Generalizing matrix representations to fully heterochronous ranked tree shapes
Chris Jennings-Shaffer, Cherith Chen, Julia A Palacios, Frederick A Matsen
TL;DR
This work generalizes the F-matrix representation from isochronous to fully heterochronous ranked tree shapes, establishing a bijection between an expanded class of F-matrices and the timing-aware tree shapes. It provides constructive, autoregressive methods to enumerate all such matrices and introduces three sampling schemes (coalescent, diagonal top-down, Bernoulli splitting) to model distributions over these trees, including Beta-Bernoulli extensions for flexibility. Through simulations, the authors demonstrate that the different models yield distinct tree-shape statistics, highlighting the framework's capacity to capture diverse evolutionary scenarios. The results lay a foundation for probabilistic modeling and potential neural-network-based inference of complex phylogenetic timing structures, with applications to areas like B cell receptor evolution.
Abstract
Phylogenetic tree shapes capture fundamental signatures of evolution. We consider ``ranked'' tree shapes, which are equipped with a total order on the internal nodes compatible with the tree graph. Recent work has established an elegant bijection of ranked tree shapes and a class of integer matrices, called \textbf{F}-matrices, defined by simple inequalities. This formulation is for isochronous ranked tree shapes, where all leaves share the same sampling time, such as in the study of ancient human demography from present-day individuals. Another important style of phylogenetics concerns trees where the ``timing'' of events is by branch length rather than calendar time.
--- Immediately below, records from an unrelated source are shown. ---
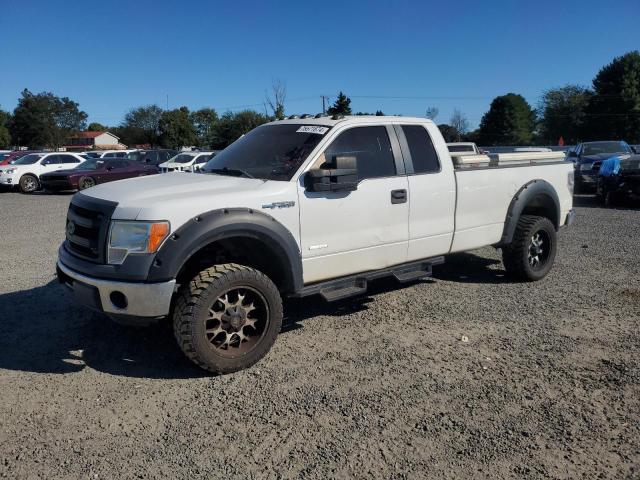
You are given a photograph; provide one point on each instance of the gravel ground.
(546, 386)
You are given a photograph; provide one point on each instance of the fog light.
(118, 299)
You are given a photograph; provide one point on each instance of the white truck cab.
(25, 172)
(300, 207)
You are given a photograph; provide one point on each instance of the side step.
(413, 272)
(349, 288)
(345, 287)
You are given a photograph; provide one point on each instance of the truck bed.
(486, 184)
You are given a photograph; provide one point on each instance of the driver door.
(347, 232)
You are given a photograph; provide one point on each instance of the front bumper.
(126, 299)
(7, 179)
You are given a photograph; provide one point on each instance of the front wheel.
(29, 184)
(531, 253)
(227, 317)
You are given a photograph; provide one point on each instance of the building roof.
(91, 134)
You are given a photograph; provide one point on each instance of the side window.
(67, 159)
(423, 153)
(371, 147)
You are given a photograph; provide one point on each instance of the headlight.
(585, 166)
(127, 237)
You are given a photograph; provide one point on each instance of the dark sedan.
(93, 172)
(588, 158)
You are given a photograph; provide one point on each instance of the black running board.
(345, 287)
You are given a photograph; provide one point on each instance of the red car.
(93, 172)
(16, 154)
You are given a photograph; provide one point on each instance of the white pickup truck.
(299, 207)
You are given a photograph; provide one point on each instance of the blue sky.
(113, 55)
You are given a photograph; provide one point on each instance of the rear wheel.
(227, 317)
(29, 184)
(532, 251)
(86, 182)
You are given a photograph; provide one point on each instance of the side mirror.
(341, 176)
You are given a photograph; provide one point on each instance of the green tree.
(176, 129)
(342, 106)
(509, 121)
(45, 120)
(97, 127)
(614, 110)
(450, 133)
(204, 121)
(561, 113)
(141, 125)
(277, 98)
(5, 137)
(232, 126)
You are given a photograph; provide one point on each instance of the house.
(94, 141)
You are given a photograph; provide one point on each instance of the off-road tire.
(192, 307)
(86, 182)
(26, 182)
(515, 256)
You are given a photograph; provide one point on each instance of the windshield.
(182, 158)
(270, 152)
(605, 147)
(91, 164)
(28, 159)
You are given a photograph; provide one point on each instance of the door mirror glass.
(339, 175)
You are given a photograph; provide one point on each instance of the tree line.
(609, 109)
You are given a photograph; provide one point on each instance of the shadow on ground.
(42, 330)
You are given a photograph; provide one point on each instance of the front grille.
(54, 178)
(88, 226)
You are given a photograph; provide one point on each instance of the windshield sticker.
(313, 129)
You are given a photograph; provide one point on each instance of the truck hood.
(179, 196)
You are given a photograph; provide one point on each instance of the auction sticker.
(313, 129)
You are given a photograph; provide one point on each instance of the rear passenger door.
(432, 193)
(367, 229)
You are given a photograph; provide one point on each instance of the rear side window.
(371, 147)
(423, 153)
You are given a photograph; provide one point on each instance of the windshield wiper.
(231, 171)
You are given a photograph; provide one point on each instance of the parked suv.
(152, 157)
(93, 172)
(301, 207)
(186, 162)
(26, 171)
(588, 158)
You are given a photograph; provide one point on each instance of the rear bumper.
(124, 299)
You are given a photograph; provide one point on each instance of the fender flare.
(216, 225)
(535, 192)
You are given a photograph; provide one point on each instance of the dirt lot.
(546, 386)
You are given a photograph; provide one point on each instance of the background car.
(619, 180)
(152, 157)
(588, 158)
(26, 171)
(186, 162)
(93, 172)
(11, 156)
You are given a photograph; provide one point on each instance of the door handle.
(399, 196)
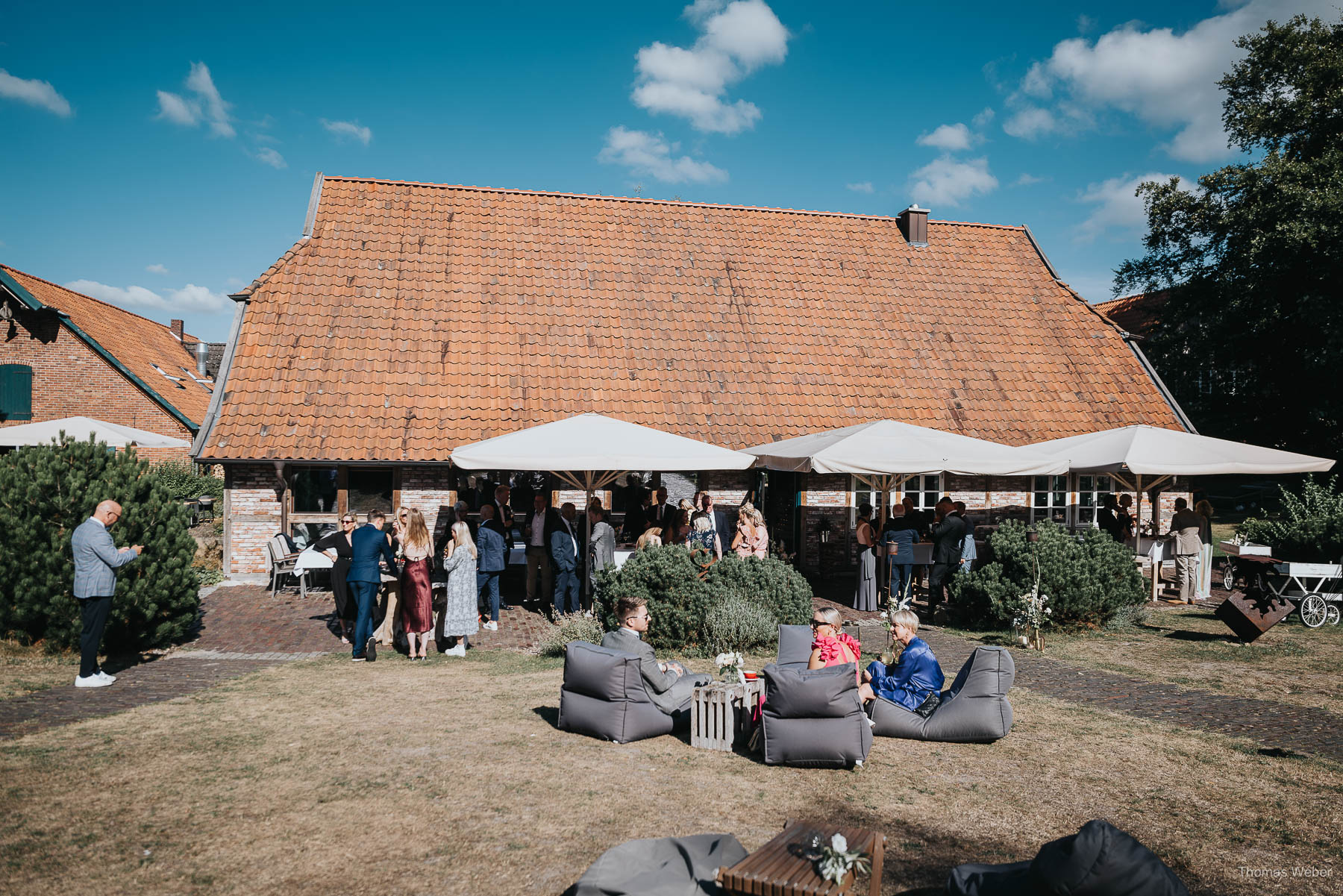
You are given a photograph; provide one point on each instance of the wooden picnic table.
(782, 867)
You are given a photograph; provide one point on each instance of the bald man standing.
(97, 560)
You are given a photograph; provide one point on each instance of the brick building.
(414, 317)
(67, 355)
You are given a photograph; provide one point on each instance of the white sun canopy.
(78, 429)
(889, 448)
(1148, 451)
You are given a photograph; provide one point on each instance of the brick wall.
(69, 379)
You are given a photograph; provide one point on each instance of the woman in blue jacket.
(915, 677)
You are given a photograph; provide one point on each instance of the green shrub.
(669, 579)
(579, 629)
(1311, 527)
(183, 484)
(48, 491)
(739, 624)
(1087, 580)
(768, 582)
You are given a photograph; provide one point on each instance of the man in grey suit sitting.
(97, 560)
(669, 684)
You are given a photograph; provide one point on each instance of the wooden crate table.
(720, 712)
(779, 868)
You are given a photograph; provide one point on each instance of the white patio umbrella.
(591, 451)
(78, 429)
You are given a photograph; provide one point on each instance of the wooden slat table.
(779, 868)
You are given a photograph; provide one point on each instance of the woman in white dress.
(460, 615)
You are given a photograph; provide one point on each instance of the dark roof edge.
(216, 398)
(31, 301)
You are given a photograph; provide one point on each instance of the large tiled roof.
(137, 343)
(419, 316)
(1138, 315)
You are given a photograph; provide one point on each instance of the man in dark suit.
(948, 540)
(369, 545)
(492, 552)
(564, 554)
(537, 527)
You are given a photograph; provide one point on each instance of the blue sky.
(161, 157)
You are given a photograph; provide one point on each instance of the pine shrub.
(1087, 580)
(48, 491)
(1311, 527)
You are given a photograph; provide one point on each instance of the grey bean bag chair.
(1099, 860)
(604, 696)
(813, 718)
(666, 867)
(974, 709)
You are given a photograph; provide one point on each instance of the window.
(15, 392)
(1091, 495)
(1049, 498)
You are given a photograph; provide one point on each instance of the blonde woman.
(460, 615)
(416, 592)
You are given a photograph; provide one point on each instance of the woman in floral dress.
(460, 615)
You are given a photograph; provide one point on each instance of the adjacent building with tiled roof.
(63, 354)
(413, 317)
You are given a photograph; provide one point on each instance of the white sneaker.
(93, 681)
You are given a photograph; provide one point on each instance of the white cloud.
(348, 131)
(35, 93)
(947, 181)
(188, 298)
(269, 156)
(1163, 78)
(651, 154)
(948, 137)
(1116, 206)
(206, 105)
(736, 38)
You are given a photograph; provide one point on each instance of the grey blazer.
(97, 559)
(658, 683)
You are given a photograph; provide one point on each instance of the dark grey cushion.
(604, 696)
(974, 709)
(814, 718)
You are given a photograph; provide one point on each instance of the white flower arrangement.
(839, 860)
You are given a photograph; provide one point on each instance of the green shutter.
(15, 392)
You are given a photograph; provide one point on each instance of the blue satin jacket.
(913, 677)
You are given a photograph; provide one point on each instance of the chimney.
(913, 225)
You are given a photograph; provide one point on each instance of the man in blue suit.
(492, 548)
(564, 554)
(369, 547)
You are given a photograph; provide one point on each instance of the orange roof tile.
(421, 316)
(137, 343)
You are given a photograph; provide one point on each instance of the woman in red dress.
(416, 592)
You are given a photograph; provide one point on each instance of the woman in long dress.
(416, 590)
(865, 595)
(460, 615)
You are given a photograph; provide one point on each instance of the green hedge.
(1087, 580)
(48, 491)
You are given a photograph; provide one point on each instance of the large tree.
(1252, 335)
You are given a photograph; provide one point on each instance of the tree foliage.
(1252, 330)
(1087, 580)
(48, 491)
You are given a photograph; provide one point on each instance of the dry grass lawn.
(1192, 648)
(450, 778)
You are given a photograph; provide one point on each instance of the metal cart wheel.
(1314, 610)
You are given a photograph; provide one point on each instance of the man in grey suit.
(97, 560)
(668, 683)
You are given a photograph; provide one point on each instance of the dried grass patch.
(450, 778)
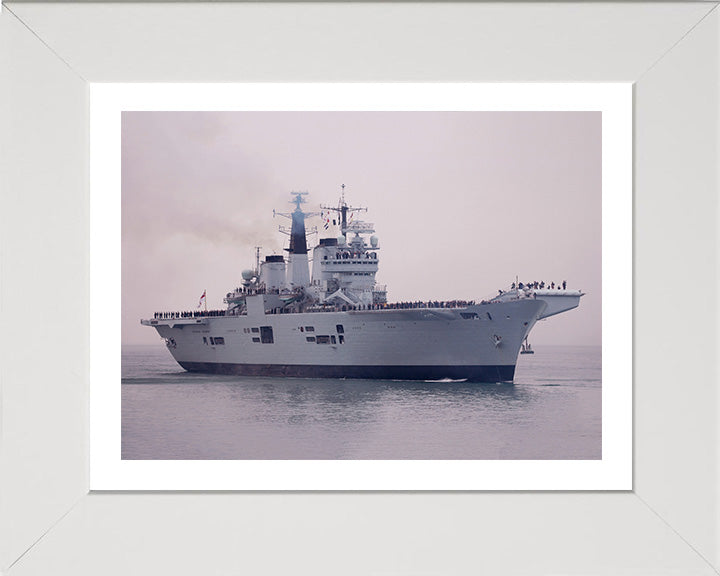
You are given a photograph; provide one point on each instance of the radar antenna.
(342, 209)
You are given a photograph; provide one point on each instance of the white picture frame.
(668, 524)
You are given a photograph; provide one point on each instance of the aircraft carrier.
(336, 322)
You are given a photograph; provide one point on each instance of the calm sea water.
(552, 411)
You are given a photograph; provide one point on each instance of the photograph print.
(361, 285)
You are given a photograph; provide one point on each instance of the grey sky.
(461, 201)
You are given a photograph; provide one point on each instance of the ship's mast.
(342, 209)
(298, 274)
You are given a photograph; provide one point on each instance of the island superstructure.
(335, 321)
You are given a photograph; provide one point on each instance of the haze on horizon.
(462, 202)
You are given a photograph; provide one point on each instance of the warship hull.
(478, 343)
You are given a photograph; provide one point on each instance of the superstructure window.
(266, 334)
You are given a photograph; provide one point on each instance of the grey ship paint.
(337, 323)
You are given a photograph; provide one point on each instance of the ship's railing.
(188, 314)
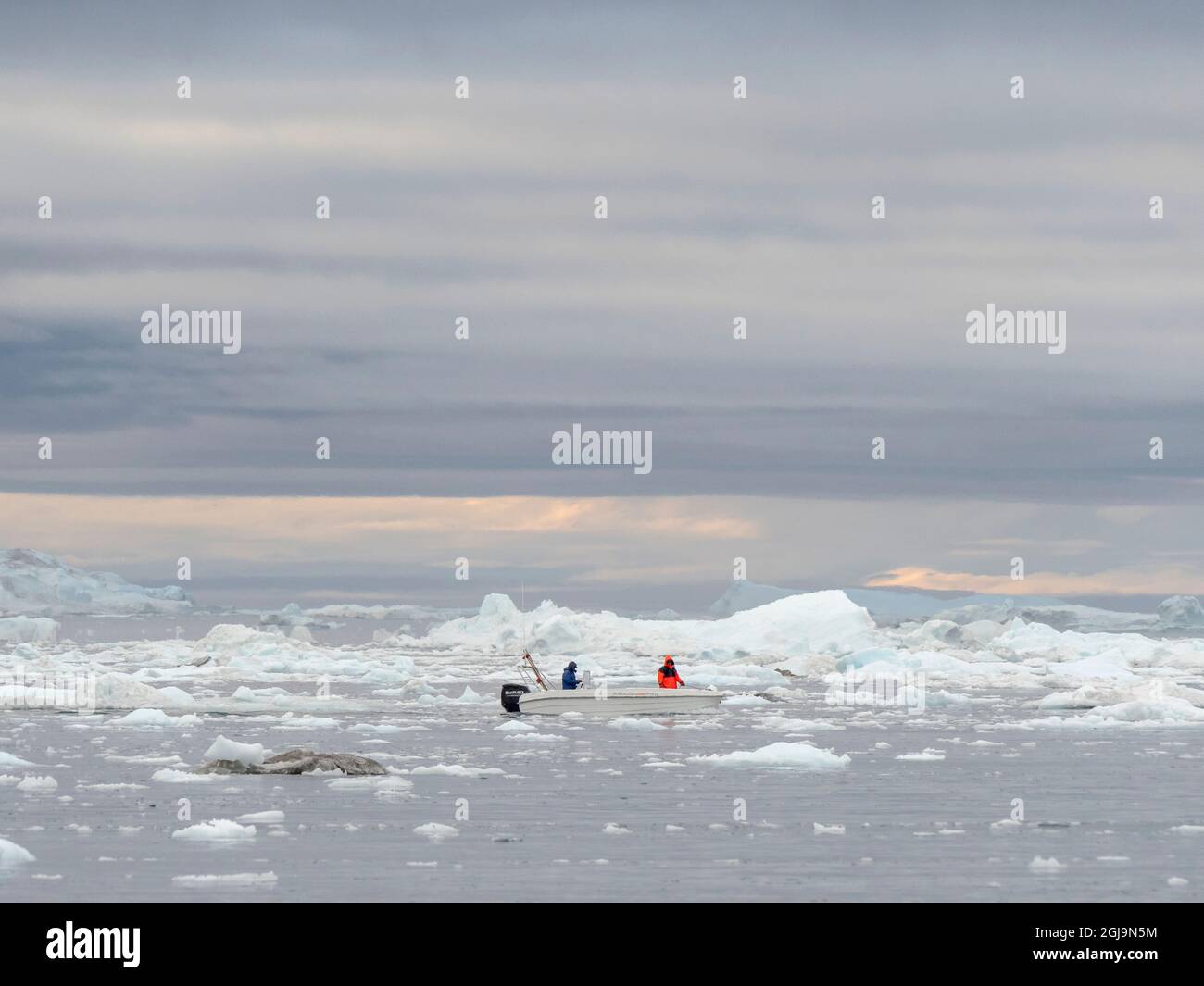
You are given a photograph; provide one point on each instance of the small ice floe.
(261, 818)
(801, 756)
(171, 776)
(296, 762)
(634, 725)
(247, 754)
(926, 754)
(111, 788)
(290, 721)
(458, 770)
(216, 830)
(12, 854)
(157, 718)
(37, 785)
(225, 879)
(786, 725)
(745, 700)
(514, 726)
(437, 832)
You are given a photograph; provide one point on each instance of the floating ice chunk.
(169, 776)
(926, 754)
(746, 700)
(263, 818)
(116, 690)
(437, 832)
(37, 785)
(12, 854)
(533, 738)
(225, 879)
(457, 770)
(216, 830)
(16, 630)
(248, 754)
(514, 726)
(787, 755)
(157, 718)
(797, 725)
(634, 725)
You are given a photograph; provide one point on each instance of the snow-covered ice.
(1091, 728)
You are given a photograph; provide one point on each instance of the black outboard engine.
(510, 694)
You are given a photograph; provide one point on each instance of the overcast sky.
(718, 208)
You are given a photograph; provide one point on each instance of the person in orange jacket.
(667, 677)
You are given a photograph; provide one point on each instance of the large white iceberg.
(36, 583)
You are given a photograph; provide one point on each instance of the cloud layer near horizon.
(718, 208)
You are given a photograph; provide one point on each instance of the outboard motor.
(510, 694)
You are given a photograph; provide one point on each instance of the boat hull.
(619, 701)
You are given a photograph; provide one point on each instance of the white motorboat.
(601, 700)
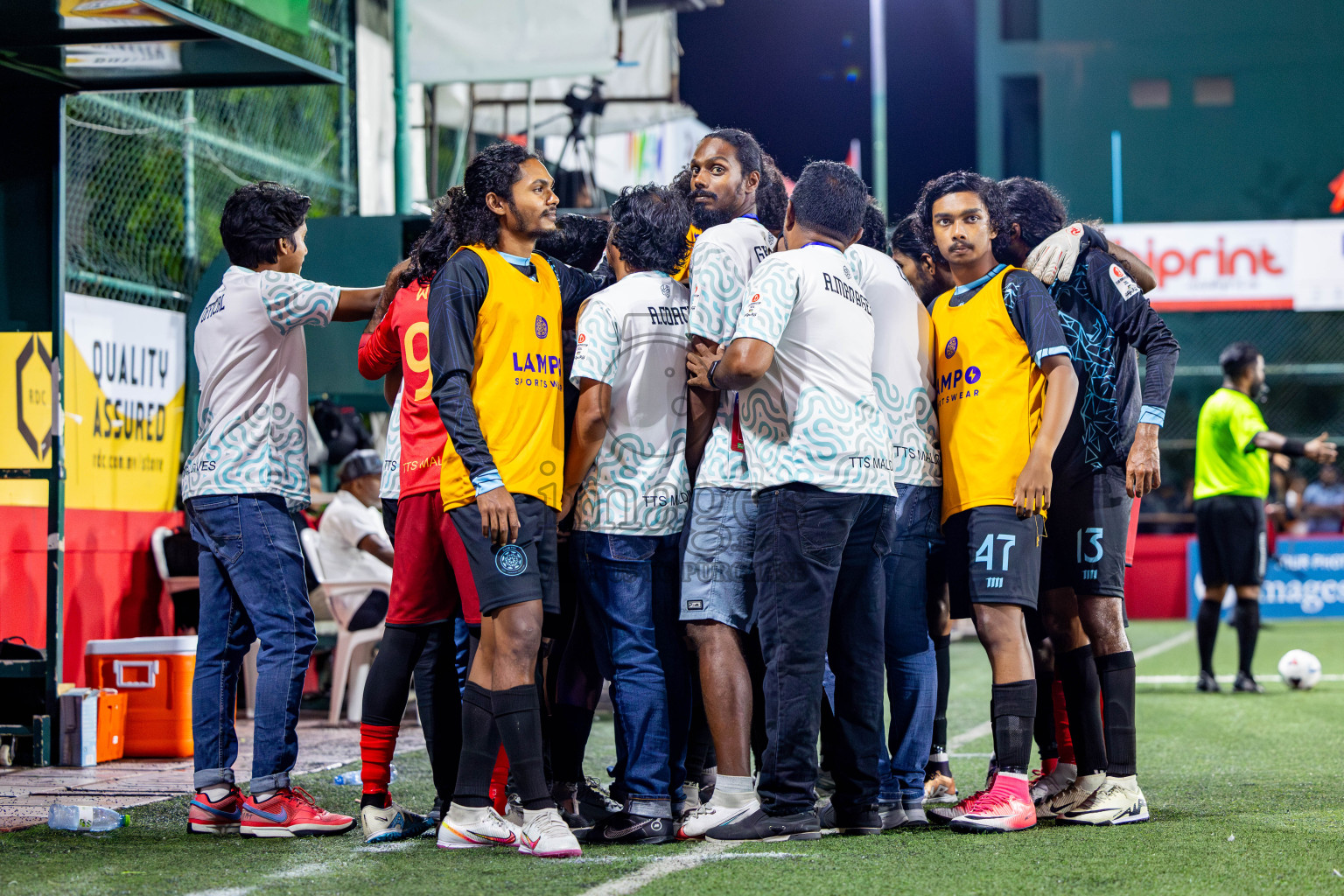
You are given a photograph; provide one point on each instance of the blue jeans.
(819, 564)
(252, 586)
(912, 676)
(629, 587)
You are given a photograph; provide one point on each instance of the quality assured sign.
(1250, 265)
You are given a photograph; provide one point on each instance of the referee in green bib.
(1231, 481)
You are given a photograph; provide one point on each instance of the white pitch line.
(1175, 641)
(1190, 680)
(634, 880)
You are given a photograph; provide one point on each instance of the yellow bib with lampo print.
(990, 396)
(518, 386)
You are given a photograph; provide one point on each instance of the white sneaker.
(1070, 797)
(1047, 786)
(1116, 802)
(721, 810)
(466, 828)
(391, 822)
(546, 835)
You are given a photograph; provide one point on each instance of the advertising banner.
(25, 401)
(1245, 265)
(125, 387)
(1304, 579)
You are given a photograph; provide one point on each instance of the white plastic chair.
(343, 598)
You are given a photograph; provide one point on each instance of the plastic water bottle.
(85, 818)
(356, 777)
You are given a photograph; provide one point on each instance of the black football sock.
(1013, 713)
(518, 713)
(1082, 697)
(1206, 627)
(480, 748)
(1045, 727)
(1117, 692)
(1248, 630)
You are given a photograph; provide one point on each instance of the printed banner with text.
(125, 388)
(1242, 265)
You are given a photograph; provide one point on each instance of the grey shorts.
(717, 547)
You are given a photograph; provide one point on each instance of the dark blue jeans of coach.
(912, 675)
(820, 586)
(629, 589)
(252, 587)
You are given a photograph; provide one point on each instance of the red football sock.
(1063, 739)
(499, 782)
(376, 745)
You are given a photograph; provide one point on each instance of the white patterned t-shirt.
(814, 418)
(632, 336)
(253, 361)
(902, 366)
(721, 266)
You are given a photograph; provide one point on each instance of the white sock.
(734, 785)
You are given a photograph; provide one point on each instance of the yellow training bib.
(990, 396)
(518, 387)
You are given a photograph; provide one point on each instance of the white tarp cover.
(509, 39)
(648, 66)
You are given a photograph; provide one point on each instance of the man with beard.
(718, 586)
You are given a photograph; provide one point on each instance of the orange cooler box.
(153, 675)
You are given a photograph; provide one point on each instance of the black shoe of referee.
(1246, 684)
(769, 828)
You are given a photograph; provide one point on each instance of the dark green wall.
(1270, 155)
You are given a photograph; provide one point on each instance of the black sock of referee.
(1117, 693)
(940, 713)
(1082, 697)
(1206, 629)
(480, 748)
(518, 712)
(1013, 712)
(1248, 630)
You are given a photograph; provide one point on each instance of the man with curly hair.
(1004, 393)
(626, 482)
(495, 309)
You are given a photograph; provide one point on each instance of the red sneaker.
(206, 817)
(1005, 806)
(290, 813)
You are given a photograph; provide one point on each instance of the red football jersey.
(402, 338)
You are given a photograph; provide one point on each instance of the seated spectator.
(1323, 501)
(353, 543)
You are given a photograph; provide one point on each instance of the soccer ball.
(1300, 670)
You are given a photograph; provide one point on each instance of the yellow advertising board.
(24, 401)
(124, 398)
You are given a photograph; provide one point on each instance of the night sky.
(794, 73)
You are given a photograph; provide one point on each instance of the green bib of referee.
(1231, 480)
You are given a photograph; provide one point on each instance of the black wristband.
(1293, 448)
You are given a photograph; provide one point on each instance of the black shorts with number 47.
(992, 557)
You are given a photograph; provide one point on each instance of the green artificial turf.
(1246, 794)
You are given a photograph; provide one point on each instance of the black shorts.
(1231, 539)
(527, 570)
(992, 557)
(1088, 535)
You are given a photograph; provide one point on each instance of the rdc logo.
(511, 560)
This style of tree, called a rooted phylogram, is output by popular maximum-likelihood methods. These trees are broadly relevant, such as to study the affinity maturation of B cells in the immune system. Discretizing time in a rooted phylogram gives a fully heterochronous ranked tree shape, where leaves are part of the total order. Here we extend the \textbf{F}-matrix framework to such fully heterochronous ranked tree shapes. We establish an explicit bijection between a class of \textbf{F}-matrices and the space of such tree shapes. The matrix representation has the key feature that values at any entry are highly constrained via four previous entries, enabling straightforward enumeration of all valid tree shapes. We also use this framework to develop probabilistic models on ranked tree shapes. Our work extends understanding of combinatorial objects that have a rich history in the literature.